ISTANBUL, Turkey (AP) – Two men who converted to Christianity went on trial Thursday for allegedly insulting “Turkishness” and inciting religious hatred against Islam, the Anatolia news agency reported.
The trial opened just days before a visit to Turkey by Pope Benedict XVI. During his visit, the pontiff is expected to discuss improved religious rights for the country’s tiny Christian minority who complain of discrimination.
Hakan Tastan, 37, and Turan Topal, 46, are accused of making the insults and of inciting hate while allegedly trying to convert other Turks to Christianity. If convicted, the two Turkish men could face up to nine years in prison.
The men were charged under Turkey’s Article 301, which has been used to bring charges against dozens of intellectuals – including Nobel Prize-winner Orhan Pamuk.
The law has widely been condemned for severely limiting free expression and European officials have demanded Turkey change it as part of reforms to join the EU.

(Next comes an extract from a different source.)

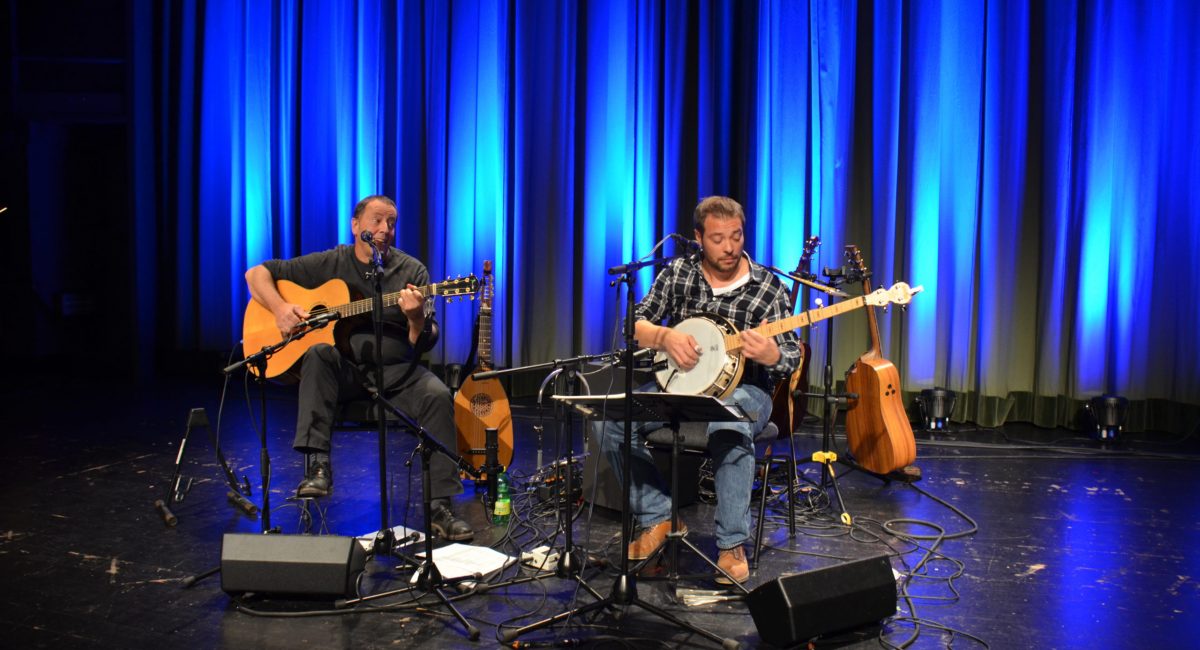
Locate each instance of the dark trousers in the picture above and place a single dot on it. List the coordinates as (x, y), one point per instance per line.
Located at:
(328, 378)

They also are charged under a law against inciting hatred based on religion.
Prosecutors accuse the two of allegedly telling possible converts that Islam was “a primitive and fabricated” religion and that Turks would remain “barbarians” as long they continued practicing Islam, Anatolia reported.
The prosecutors also accused them of speaking out against the country’s compulsory military service, and compiling databases on possible converts.
Tastan and Topal denied the accusations in court.
“I am a Turk, I am a Turkish citizen. I don’t accept the accusations of insulting ‘Turkishness,'” Anatolia quoted Tastan as telling the court. “I am a Christian, that’s true. I explain the Bible … to people who want to learn. I am innocent.”